Para auxiliar os desbravadores, o game permite muita ajuda mágica e tem técnicas passivas e modos de ativação de personagem com suas particularidades,além de mecânicas ativas e bençãos rúnicas que lembram um pouco God of War. Antes do nível 10, é possível que você já tenha desbloqueado diferentes habilidades nos pequenos altares, seja por si mesmo ou um parente, permitindo o uso pelo elo familiar. Só fique atento, pois a barra de poder esvaziar rapidamente durante um enxame de inimigos e o cooldown das magias é demorado, por isso, pense bem antes de usar todo seu potencial indiscriminadamente.
Voltando a falar da arte maravilhosa, um pixel art simples nos personagens, mas que mescla perfeitamente com os cenários e o tipo cruel de aventura que Children of Morta quer retratar, com muito sangue e evisceramento, além daquele ar de terror e crueldade muito comum em livros de fantasia medieval, que remetem a tempos cruéis de sobrevivência do mais forte. A trilha sonora é maravilhosa e os efeitos especiais originais, somados à voz do narrador, te colocam em um conto interativo digno da mais refinada literatura fantástica. As magias e iluminação são de um bom gosto ímpar na composição, com muita variedade de tons e detalhes, enquanto as legendas em português ajudam a entender a história.
Apesar de as dungeons parecerem sempre as mesmas, só com mudanças nos detalhes de decoração e aparição de novos inimigos, você não vai enjoar, pois o ambiente é gerado aleatoriamente a cada partida, com muita personalidade.
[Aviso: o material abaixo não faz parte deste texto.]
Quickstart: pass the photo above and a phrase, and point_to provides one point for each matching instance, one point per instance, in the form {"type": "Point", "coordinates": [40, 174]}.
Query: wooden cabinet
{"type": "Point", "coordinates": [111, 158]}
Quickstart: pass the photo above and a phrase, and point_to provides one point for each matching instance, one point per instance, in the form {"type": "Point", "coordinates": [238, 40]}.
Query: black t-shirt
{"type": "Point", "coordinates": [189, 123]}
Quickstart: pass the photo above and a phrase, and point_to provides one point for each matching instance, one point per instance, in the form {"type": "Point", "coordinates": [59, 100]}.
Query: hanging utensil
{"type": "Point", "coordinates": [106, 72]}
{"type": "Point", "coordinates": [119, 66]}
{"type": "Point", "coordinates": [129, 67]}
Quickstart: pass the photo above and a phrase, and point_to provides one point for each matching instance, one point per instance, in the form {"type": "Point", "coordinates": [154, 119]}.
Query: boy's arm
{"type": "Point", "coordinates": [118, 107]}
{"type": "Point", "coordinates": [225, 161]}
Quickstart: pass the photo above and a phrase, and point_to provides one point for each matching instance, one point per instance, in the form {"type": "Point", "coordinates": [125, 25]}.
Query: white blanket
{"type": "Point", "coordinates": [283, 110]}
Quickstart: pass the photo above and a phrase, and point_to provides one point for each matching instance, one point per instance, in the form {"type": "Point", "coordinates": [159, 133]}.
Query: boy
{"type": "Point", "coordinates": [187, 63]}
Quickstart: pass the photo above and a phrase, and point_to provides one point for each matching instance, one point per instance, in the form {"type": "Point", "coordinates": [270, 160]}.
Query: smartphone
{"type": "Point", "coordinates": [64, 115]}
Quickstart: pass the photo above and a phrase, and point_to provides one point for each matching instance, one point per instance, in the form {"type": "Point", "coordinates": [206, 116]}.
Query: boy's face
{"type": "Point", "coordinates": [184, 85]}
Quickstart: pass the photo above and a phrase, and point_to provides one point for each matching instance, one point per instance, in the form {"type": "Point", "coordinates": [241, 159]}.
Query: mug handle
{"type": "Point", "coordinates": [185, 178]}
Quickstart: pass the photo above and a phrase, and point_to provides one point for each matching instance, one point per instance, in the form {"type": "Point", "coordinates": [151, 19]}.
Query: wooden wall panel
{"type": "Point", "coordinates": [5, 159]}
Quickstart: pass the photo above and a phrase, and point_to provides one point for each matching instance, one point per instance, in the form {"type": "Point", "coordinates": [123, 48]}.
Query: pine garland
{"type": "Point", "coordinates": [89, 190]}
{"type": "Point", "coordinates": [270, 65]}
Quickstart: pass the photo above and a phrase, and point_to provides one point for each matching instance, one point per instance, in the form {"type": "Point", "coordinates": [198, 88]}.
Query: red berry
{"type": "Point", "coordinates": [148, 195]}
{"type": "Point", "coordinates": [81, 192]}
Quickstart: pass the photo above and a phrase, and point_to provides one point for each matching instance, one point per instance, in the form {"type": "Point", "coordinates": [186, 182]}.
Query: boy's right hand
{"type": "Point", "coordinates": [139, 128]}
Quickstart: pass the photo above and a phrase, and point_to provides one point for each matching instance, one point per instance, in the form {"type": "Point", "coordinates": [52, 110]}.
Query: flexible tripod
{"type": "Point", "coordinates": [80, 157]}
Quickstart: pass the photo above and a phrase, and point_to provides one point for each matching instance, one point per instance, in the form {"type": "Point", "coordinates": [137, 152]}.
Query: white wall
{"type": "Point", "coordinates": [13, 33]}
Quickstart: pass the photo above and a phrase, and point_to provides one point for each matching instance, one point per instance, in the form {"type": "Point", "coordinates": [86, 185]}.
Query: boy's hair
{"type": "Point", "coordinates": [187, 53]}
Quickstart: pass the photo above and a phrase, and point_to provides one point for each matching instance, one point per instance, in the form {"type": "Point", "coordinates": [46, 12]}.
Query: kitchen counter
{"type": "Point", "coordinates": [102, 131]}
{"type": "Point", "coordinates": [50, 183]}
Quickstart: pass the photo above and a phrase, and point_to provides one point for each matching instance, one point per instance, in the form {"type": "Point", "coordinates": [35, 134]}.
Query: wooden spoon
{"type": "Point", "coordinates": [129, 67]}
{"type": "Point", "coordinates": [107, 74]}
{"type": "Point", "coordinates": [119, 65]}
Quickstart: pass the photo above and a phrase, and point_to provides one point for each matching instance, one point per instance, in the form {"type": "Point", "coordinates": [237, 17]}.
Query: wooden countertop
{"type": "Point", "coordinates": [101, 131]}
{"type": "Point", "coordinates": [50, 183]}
Isso sem falar nos encontros aleatórios de salvamento de refugiados e o fato de cada subdivisão de masmorra ter uma construção original de cenário, onde o único problema são as gerações de “rua sem saída”, muito comuns em jogos procedurais.
Partindo de um lugar comum e fazendo referências óbvias para quem já gosta do assunto, Children of Morta é uma recompensa multicultural para quem gosta de RPGs, literatura fantástica, filmes, séries e outros games do gênero. Os gráficos e sons são estupendos, com história leve e agradável de seguir, progresso e desafio divertidos que mesmo, quando se morre muito, não enjoam. E ainda há aquele quê de apego fácil a uma família de lutadores tão afetivamente retratados.
Com a possibilidade de dois jogadores simultâneos e rodando até em configurações mais modestas de computadores, Children of Morta é um novo clássico indie que vai marcar o coração dos gamers e ser uma referência eterna para jogadores e criadores, por utilizar de fatores conhecidos de forma criativa e garantir seu lugar ao sol, mesmo que um sol corrompido pelas trevas da maldade!
O jogo foi testado no PC, em cópia cedida pela 11 bit studios.